Washington, D.C., today has a workaround to control business in a way that no Court opinion will likely overturn. Its approach is very simple – invest taxpayer money in a targeted company. This may be perfectly legal, but it is certainly dangerous. How free can a company remain when the most powerful monopolist of them all – Uncle Sam – sits on its board?
 
Make no mistake, Washington is making huge inroads into private businesses, and the list is growing. To cite one example, the White House has made deals with Nvidia and AMD to take a 15 percent cut from their revenues from computer chip sales in China. This is not regulatory oversight. It is revenue-sharing with the government.
 
Government also invests by leveraging its regulatory permission. The Trump administration took a “golden share” in U.S. Steel as a precondition for allowing Nippon Steel of Japan to acquire the company. The government’s golden share now gives Washington veto power over plant closures, factory idling, offshoring, moving the company’s headquarters from Pittsburgh, or even changing the company’s name.
 
With U.S. Steel, shares were “bought” in exchange for settling the administration’s claim against the company.

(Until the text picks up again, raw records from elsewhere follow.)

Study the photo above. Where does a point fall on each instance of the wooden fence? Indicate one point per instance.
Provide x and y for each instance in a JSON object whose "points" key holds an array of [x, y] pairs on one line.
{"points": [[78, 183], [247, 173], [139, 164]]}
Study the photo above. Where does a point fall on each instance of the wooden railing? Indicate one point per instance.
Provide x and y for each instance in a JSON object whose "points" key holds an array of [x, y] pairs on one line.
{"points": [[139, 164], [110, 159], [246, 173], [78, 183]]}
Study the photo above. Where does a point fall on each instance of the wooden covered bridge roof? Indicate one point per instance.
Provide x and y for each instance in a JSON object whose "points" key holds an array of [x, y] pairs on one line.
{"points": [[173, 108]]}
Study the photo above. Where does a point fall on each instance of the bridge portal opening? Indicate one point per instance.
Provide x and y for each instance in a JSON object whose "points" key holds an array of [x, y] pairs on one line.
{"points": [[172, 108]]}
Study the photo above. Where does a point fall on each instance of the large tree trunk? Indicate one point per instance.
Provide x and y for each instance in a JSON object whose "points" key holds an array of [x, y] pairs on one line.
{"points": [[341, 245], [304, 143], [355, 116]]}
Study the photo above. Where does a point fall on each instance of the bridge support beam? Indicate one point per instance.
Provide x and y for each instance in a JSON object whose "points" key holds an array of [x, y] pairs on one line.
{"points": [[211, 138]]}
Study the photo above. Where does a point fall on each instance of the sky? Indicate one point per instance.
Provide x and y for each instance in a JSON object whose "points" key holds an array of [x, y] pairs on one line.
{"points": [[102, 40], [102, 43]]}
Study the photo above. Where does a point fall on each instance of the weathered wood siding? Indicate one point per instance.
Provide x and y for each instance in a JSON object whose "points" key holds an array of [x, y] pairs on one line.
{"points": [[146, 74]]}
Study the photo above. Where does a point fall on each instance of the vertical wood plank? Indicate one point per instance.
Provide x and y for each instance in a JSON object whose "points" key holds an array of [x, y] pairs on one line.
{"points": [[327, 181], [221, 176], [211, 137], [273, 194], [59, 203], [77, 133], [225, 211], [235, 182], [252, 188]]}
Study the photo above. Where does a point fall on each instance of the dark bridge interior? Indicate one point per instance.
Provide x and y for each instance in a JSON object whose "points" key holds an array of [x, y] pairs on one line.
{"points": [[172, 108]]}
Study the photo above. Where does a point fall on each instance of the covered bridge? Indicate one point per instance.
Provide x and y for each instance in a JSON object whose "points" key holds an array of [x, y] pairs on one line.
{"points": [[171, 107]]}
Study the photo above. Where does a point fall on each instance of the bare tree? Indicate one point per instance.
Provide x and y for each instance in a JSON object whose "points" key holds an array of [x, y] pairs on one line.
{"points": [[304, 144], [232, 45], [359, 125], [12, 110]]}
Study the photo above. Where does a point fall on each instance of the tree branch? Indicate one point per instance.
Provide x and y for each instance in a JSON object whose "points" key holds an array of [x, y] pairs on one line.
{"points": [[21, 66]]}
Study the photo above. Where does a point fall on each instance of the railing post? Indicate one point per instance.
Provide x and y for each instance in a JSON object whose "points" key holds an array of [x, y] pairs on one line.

Only the 800-pound gorilla of government could get away with threatening an acquisition, and then remove the threat and watch the value of its investment rise. This is not a market exchange. It is nationalization by another name.
 
Such government ownership of the means of production (sound familiar?) guarantees that business decisions will be politicized.
 
Would a defense contractor reliant on Washington’s goodwill feel pressured to purchase components from a company partially owned by the federal government? Would a company feel free to announce layoffs in a swing state, or subsidize an inefficient investment for political protection? Would a company that is partly government-owned turn to Washington to approve its business strategy?
 
Washington is not exactly shy about directing business strategies.
 
President Biden lectured snack companies about producing too few potato chips per bag and pressured social media companies to deplatform dissenting voices he accused of “killing people.” President Trump, meanwhile, personally lobbied Coca-Cola to replace high fructose corn syrup with cane sugar. When President Trump read media reports that Amazon was considering posting the added costs of tariffs to some of its products sold online, the president called Amazon CEO Jeff Bezos to complain. “Jeff Bezos was very nice,” President Trump told reporters. “He solved the problem very quickly.” As Washington continues mixing public power and private enterprise, expect more heavily regulated companies to be “very nice” in not speaking out about the price impact of tariffs.
 
As the state’s power increases, the ability of companies to speak freely will also shrink. Witness the whipsawing of General Motors CEO Mary Barra, who supported the first Trump administration’s legal actions in favor of fossil fuels, then endorsed President Biden’s mandate for an all-electric future, only to later donate $1 million and provide vehicles for the Trump Inauguration. Last week, GM announced a $1.6 billion write-off for its electric vehicle business as it switches back to gasoline-powered vehicles.
 
Whatever Mary Barra really thinks, she has an obligation to her company to parrot the currently approved line from whichever party is in power.
 
This marks a departure from historic norms. J.P. Morgan, Bernard Baruch, and Lee Iacocca gave presidents unvarnished technical and economic advice. But as Washington increases its ownership of business – amplified by regulatory gamesmanship like the whiplash inflicted on car companies – expect executives to sound less like independent business leaders and more like government mouthpieces.
 
A government that owns a business will not tolerate disagreement from it. Every share Washington buys comes with a little less freedom for everyone else. Perhaps Congress should consider passing a First Amendment Is Not for Sale Act.